If $G$ has periodic cohomology with period $q$ after $k$ steps and $spliG<\infty$ then there exists a $q$-extension of the form $0\to\mathbb{Z}\to X\to P_{q-2}\to\ldots\to P_0\to\mathbb{Z}\to0$ where $P_i$ is a projective $\mathbb{Z}G$-module for every $i=0,1,\ldots,q-2$ and $pd_{\mathbb{Z}G}X<\infty$.

I apologize for the mix-up.

Answer 1

Let $P_\bullet \to \mathbb{Z}$ be a projective resolution as a $\mathbb{Z}[G]$-module, $\Delta : P_\bullet \to P_\bullet \otimes P_\bullet$ an approximation of the diagonal, and $\phi : P_\bullet \to \mathbb{Z}[q]$ be a chain map representing $g$. Then the chain map $$f : P_\bullet \overset{\Delta}\to P_\bullet \otimes P_\bullet \overset{Id \otimes \phi}\to P_\bullet \otimes \mathbb{Z}[q] = P_\bullet[q]$$ represents capping with $g$. Let $C_\bullet$ be the desuspension of the mapping cone of $f$, fitting into a SES $$0 \to P_\bullet[q-1] \to C_\bullet \to P_\bullet \to 0.$$ Then $C_\bullet$ is a chain complex of projective $\mathbb{Z}[G]$-modules, and the homology of $C_\bullet$ is $\mathbb{Z}$ in degrees 0 and $q-1$.

Let $X := C_{q-1}/d_q(C_{q})$, so there is a chain complex $$X \to C_{q-2} \to C_{q-3} \to \cdots \to C_0$$ and a resolution $$\cdots \to C_q \to C_{q-1} \to X \to 0.$$

The first chain complex is exact except at the top and bottom, leaving homology $\mathbb{Z}$ in degrees 0 and $q-1$. This establishes the first property and it remains to show that $X$ has finite projective dimension.

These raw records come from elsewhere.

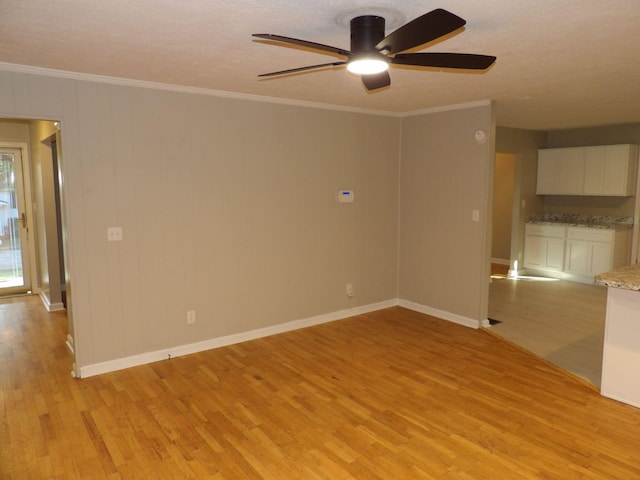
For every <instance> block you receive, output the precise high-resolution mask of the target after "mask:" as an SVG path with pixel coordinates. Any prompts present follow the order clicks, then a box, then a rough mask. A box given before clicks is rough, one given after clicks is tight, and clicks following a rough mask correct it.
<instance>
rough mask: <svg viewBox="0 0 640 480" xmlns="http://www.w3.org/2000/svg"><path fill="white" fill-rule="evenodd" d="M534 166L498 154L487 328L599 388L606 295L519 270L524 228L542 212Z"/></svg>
mask: <svg viewBox="0 0 640 480" xmlns="http://www.w3.org/2000/svg"><path fill="white" fill-rule="evenodd" d="M532 160H533V161H529V162H523V161H522V160H521V159H520V160H519V159H518V158H517V157H516V156H514V155H510V154H507V155H505V154H500V153H497V154H496V163H495V177H494V195H493V212H494V219H493V221H494V224H493V226H492V235H493V240H492V244H493V245H492V251H491V260H492V273H493V275H492V281H491V283H490V286H489V311H488V313H489V323H490V324H491V326H490V327H488V328H489V331H490V332H491V333H493V334H495V335H497V336H500V337H502V338H504V339H506V340H507V341H509V342H512V343H514V344H516V345H518V346H520V347H522V348H524V349H526V350H528V351H530V352H532V353H534V354H535V355H538V356H539V357H541V358H544V359H546V360H548V361H549V362H551V363H553V364H555V365H557V366H559V367H561V368H563V369H564V370H566V371H568V372H570V373H572V374H574V375H576V376H578V377H580V378H582V379H583V380H586V381H587V382H588V383H590V384H592V385H594V386H595V387H599V386H600V378H601V364H602V343H603V335H604V316H605V314H604V311H605V302H606V289H605V288H604V287H601V286H598V285H588V284H581V283H576V282H571V281H568V280H557V279H550V278H545V277H530V276H526V274H525V272H524V271H523V270H522V268H521V267H522V263H523V262H522V261H523V255H522V252H523V247H524V235H523V234H524V224H525V222H526V219H527V217H528V215H530V214H532V213H538V212H541V211H542V208H543V205H542V204H541V203H538V202H540V201H539V199H537V198H536V195H535V164H536V163H535V159H532ZM518 162H520V163H518ZM507 224H509V227H508V228H505V226H506V225H507ZM505 260H506V261H505Z"/></svg>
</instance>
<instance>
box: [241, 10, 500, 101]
mask: <svg viewBox="0 0 640 480" xmlns="http://www.w3.org/2000/svg"><path fill="white" fill-rule="evenodd" d="M466 23H467V22H466V21H465V20H464V19H462V18H460V17H458V16H457V15H454V14H453V13H451V12H448V11H446V10H443V9H441V8H439V9H436V10H433V11H431V12H428V13H425V14H424V15H422V16H420V17H418V18H416V19H414V20H412V21H410V22H409V23H407V24H405V25H403V26H402V27H400V28H398V29H397V30H395V31H394V32H392V33H390V34H389V35H387V36H386V37H385V32H384V24H385V19H384V18H383V17H380V16H377V15H362V16H358V17H355V18H353V19H352V20H351V22H350V27H351V50H344V49H342V48H338V47H332V46H329V45H323V44H321V43H315V42H309V41H307V40H299V39H297V38H290V37H283V36H282V35H273V34H270V33H256V34H254V35H253V36H254V37H258V38H261V39H264V40H269V41H274V42H281V43H283V44H291V45H295V46H298V47H306V48H309V49H312V50H319V51H320V52H322V53H328V54H333V55H339V56H342V57H347V59H346V60H343V61H338V62H329V63H322V64H319V65H310V66H307V67H299V68H291V69H288V70H280V71H278V72H271V73H263V74H261V75H258V76H259V77H273V76H277V75H286V74H291V73H298V72H304V71H306V70H314V69H319V68H327V67H337V66H341V65H346V66H347V69H348V70H349V71H350V72H352V73H355V74H359V75H361V78H362V83H363V84H364V86H365V88H366V89H367V90H377V89H379V88H383V87H387V86H389V85H391V77H390V76H389V72H388V71H387V69H388V68H389V64H393V65H411V66H415V67H437V68H452V69H464V70H469V69H472V70H485V69H487V68H489V67H490V66H491V65H492V64H493V63H494V62H495V60H496V57H493V56H490V55H475V54H471V53H400V52H404V51H406V50H409V49H412V48H415V47H417V46H420V45H423V44H425V43H428V42H431V41H433V40H436V39H438V38H440V37H442V36H444V35H447V34H449V33H451V32H454V31H455V30H457V29H459V28H461V27H463V26H464V25H465V24H466Z"/></svg>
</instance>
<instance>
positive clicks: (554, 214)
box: [527, 213, 633, 230]
mask: <svg viewBox="0 0 640 480" xmlns="http://www.w3.org/2000/svg"><path fill="white" fill-rule="evenodd" d="M527 223H535V224H538V225H564V226H567V227H588V228H606V229H609V230H611V229H613V230H629V229H631V228H632V227H633V217H611V216H597V215H574V214H555V213H536V214H533V215H530V216H529V218H528V219H527Z"/></svg>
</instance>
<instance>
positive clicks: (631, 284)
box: [595, 264, 640, 291]
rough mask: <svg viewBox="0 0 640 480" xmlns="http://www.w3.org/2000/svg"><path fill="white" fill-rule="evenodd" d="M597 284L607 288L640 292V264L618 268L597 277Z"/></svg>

We can use the resolution to compute $Ext^n_{\mathbb{Z}[G]}(X, Y) = H_{n+q-1}(Hom_{\mathbb{Z}[G]}(C_\bullet, Y))$ for $n > 0$. But the latter is the relative term in a LES whose other terms are $$- \smile g : H^i(G ; Y) \to H^{i+q}(G ; Y).$$ By assumption this map is an isomorphism for $i > k$ and all $Y$, so $Ext^n_{\mathbb{Z}[G]}(X, Y)=0$ for $n$ large enough and all $Y$. This means that $X$ has finite projective dimension.